Will this method also work with newer versions of Outlook, like in Office 365? Thank you.


----------



## JEC

Yes it will work


----------



## Pookiemeister

Next question which I just thought about, what if the user uses outlook online?


----------



## JEC

That would not be possible to automate with this object class.
But if the user also has outlook desktop on his/her pc, it should still work.


----------



## Pookiemeister

Ok. I thought so. Thank you again.


----------



## Pookiemeister

I have button on my form that I would like use to open outlook to send an email to the person inside the textbox which is labeled "Email", as a start. Thank you.


----------



## JEC

You're welcome!


----------



## Pookiemeister

@JEC

One more thing about your code above. The following shortened code does not work as expected. It always goes to the Case Else condition there needs to be an AND with Case Is like in the original code but Case does not allow an AND.



		VBA Code:
__


Select Case Time
    Case Is < "12:00:59": Salutation = "Good morning "
    Case Is < "16:59:59": Salutation = "Good afternoon "
    Case Is < "20:59:59": Salutation = "Good evening "
    Case Else: Salutation = "Dear "
 End Select


----------



## JEC

Here it works.

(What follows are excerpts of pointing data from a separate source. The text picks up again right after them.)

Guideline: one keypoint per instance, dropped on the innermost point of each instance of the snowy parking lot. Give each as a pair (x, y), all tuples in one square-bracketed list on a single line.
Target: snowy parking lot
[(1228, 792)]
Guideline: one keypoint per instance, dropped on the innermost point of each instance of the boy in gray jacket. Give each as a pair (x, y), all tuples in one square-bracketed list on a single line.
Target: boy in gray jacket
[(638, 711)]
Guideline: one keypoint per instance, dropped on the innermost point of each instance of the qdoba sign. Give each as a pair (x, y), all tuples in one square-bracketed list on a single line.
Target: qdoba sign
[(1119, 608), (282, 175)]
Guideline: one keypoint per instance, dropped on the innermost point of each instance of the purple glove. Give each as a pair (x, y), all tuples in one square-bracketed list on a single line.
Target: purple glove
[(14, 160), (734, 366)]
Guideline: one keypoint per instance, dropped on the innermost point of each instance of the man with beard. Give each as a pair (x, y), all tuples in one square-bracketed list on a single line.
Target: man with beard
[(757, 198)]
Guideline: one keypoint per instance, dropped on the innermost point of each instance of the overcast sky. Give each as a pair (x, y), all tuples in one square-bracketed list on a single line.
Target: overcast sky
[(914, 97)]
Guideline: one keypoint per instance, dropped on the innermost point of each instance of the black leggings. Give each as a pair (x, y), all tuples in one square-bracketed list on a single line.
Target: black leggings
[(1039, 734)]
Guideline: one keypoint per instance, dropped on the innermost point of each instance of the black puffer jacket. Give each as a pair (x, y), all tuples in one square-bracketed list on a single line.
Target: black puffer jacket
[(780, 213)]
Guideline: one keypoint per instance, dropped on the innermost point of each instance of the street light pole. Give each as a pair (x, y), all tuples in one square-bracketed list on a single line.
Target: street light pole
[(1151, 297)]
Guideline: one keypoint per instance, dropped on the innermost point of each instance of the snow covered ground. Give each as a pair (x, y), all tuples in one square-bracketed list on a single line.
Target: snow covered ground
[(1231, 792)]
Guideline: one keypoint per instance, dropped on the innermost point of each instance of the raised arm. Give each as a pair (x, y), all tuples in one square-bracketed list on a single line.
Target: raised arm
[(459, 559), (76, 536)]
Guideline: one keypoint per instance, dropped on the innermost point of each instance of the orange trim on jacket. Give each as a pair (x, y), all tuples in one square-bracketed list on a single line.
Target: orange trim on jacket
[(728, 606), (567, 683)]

You don't need an And.
Same result this way?



		VBA Code:
__


Select Case Time
    Case Is < TimeValue("12:00:59"): Salutation = "Good morning "
    Case Is < TimeValue("16:59:59"): Salutation = "Good afternoon "
    Case Is < TimeValue("20:59:59"): Salutation = "Good evening "
    Case Else: Salutation = "Dear "
 End Select


----------



## welshgasman

Pookiemeister said:


> @JEC
> 
> One more thing about your code above. The following shortened code does not work as expected. It always goes to the Case Else condition there needs to be an AND with Case Is like in the original code but Case does not allow an AND.
> 
> 
> 
> VBA Code:
> __
> 
> 
> Select Case Time
> Case Is < "12:00:59": Salutation = "Good morning "
> Case Is < "16:59:59": Salutation = "Good afternoon "
> Case Is < "20:59:59": Salutation = "Good evening "
> Case Else: Salutation = "Dear "
> End Select


Works for me also at 16:29 with Good afternoon ?


----------